Propostion. Given a commutative ring with identity $A$, the nilradical of $A$ is the intersection of all the prime ideals of $A$.
Proof. The inclusion $\subseteq $ is trivial to see. Conversely, let $f$ be a non-nilpotent element of $A$ and define the set
$$ S := \{a \text{ ideal of } A \colon f^n \notin a, \forall n \in \mathbb N \}.$$
$\color{red}{ \text{It is possible to show that } S = (S,\leqslant) \text{ has a maximal element (Zorn Lemma), where } \leqslant \text{ denotes the usual inclusion partial order relation.}}$
The proof goes on but the red text in my main doubt.
My attempt. I wish to show that, in fact, $S = (S,\leqslant) $ has a maximal element, by application of the Zorn Lemma. It is clear that $S \neq \emptyset$ since the null ideal $0$ is in $S$ (in fact, the null ideal only contains $0$ and $f^n \neq 0$, for every $n \in \mathbb N$ since $f$ is non-nilpotent). Therefore, let us consider an arbitrary chain $C$ in $S$ $(C \subseteq S)$ and consider the set $$C^\ast = \bigcup_{I \in C} I.$$ It is easy to see that $C^\ast $ verifies that $f^n \notin C^\ast,$ since $f^n \notin I,$ for every $I \in C$ and by definition of union of sets. $\color{red}{ \text{Altought, I don't know how to show that $C^\ast$ is, in fact, an ideal (the union of ideals is not necessarily an ideal)}}$.

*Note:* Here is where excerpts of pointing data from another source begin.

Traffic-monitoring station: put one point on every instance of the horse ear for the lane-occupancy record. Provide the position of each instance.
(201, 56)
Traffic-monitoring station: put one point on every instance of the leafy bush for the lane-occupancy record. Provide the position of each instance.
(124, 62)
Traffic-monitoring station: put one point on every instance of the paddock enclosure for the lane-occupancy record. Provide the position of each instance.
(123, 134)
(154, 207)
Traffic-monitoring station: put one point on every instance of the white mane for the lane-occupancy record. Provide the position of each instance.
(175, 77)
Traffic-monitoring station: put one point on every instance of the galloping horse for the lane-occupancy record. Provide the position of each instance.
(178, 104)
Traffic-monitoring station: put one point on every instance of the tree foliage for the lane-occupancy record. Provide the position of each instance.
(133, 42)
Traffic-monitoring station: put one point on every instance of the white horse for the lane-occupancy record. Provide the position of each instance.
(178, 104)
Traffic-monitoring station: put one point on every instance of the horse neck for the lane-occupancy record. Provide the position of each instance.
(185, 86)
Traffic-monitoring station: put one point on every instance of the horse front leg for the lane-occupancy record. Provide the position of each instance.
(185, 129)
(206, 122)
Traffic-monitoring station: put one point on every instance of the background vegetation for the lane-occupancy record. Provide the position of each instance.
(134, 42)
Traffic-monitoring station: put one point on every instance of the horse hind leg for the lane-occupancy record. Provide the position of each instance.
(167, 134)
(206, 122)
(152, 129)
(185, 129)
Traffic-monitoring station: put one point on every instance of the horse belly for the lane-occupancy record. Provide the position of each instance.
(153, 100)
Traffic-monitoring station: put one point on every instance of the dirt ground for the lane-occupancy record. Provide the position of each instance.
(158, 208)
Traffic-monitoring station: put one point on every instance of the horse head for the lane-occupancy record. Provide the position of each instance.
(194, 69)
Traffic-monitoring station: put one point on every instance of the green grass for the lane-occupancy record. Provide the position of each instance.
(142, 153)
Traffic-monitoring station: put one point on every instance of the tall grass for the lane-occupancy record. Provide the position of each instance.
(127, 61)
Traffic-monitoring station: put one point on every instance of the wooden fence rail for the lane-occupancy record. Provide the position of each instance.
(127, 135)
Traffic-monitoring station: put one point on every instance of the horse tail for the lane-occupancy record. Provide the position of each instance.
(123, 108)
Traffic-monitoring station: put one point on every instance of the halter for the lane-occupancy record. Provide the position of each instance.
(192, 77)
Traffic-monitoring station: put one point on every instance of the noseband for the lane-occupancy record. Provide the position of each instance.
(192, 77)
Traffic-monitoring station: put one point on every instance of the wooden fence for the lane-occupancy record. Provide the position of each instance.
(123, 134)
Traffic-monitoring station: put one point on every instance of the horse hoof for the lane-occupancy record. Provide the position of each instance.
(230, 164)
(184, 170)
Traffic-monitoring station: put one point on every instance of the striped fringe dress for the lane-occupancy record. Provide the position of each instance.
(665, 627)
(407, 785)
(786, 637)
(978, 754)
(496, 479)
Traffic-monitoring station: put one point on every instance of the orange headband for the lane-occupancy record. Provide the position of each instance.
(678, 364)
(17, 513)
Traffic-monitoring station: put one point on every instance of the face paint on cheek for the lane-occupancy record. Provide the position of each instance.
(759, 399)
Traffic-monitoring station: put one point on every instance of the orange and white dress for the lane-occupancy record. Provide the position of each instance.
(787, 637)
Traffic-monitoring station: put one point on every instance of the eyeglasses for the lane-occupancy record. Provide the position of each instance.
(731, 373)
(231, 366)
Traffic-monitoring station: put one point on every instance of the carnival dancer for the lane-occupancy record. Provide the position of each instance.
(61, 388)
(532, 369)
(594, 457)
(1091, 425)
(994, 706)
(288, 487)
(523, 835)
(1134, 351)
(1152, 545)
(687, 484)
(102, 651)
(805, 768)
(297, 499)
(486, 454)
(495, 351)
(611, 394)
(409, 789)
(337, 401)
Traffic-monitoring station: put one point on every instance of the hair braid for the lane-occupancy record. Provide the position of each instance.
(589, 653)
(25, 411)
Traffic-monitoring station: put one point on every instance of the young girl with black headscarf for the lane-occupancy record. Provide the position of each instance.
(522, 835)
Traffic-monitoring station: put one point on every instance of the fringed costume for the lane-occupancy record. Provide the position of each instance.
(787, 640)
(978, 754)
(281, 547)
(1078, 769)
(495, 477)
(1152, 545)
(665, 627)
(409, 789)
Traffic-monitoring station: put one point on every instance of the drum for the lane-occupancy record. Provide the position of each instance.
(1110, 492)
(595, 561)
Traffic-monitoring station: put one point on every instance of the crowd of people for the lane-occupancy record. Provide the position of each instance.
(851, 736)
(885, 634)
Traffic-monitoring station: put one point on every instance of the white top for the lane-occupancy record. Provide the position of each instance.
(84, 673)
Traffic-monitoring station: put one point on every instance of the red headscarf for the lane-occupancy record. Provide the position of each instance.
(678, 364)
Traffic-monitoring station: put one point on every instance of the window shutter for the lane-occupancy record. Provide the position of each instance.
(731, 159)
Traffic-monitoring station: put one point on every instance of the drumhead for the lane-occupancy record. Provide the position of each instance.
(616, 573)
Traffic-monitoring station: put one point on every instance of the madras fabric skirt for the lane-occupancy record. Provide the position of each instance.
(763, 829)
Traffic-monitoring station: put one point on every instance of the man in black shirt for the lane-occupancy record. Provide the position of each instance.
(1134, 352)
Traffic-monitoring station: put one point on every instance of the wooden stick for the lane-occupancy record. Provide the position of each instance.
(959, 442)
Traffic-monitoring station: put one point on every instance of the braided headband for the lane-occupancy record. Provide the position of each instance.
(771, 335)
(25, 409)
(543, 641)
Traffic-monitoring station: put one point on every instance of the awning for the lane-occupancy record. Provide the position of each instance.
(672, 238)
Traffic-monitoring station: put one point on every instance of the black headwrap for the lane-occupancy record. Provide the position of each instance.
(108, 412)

Assuming $C^\ast$ is an ideal, we just guaranteed that $C^\ast \in S$ and it is of trivial observation that $I \subseteq C^\ast$ (again, just by definition of union of sets). Therefore, $I \leqslant C^\ast,$ for every $I \in C$ and so $C^\ast$ is an upper bound for the arbitrary chain $C$. Hence, every chain has an upper bound and by Zorn Lemma we can guarantee that $S$ has a maximal element.
Although the union of ideals is in general not an ideal, the union of a chain of ideals is always an ideal.
Let $C$ a chain of ideals and $C^*$ the union of the elements of $C$. We can easily check that $C^*$ satisfies the closure properties of an ideal.
Scalar closure: Let $a \in A$ and $c \in C^*$. Then there exists an ideal $I \in C$ such that $c \in I$. Since $I$ is an ideal, $ca \in I \subseteq C^*$. Note that we didn't need $C$ to be a chain for this part.
Additive closure: If $c_1, c_2 \in C^*$ then we can find $I_1, I_2$ in $C$ such that $c_1 \in I_1, c_2 \in I_2$. Because $C$ is a chain, it is totally ordered, and therefore either $I_1 \subseteq I_2$ or $I_2 \subseteq I_1$. Without loss of generality, say $I_1 \subseteq I_2$. Then $c_1, c_2 \in I_2$, and since $I_2$ is an ideal, also $c_1 + c_2 \in I_2 \subseteq C^*$.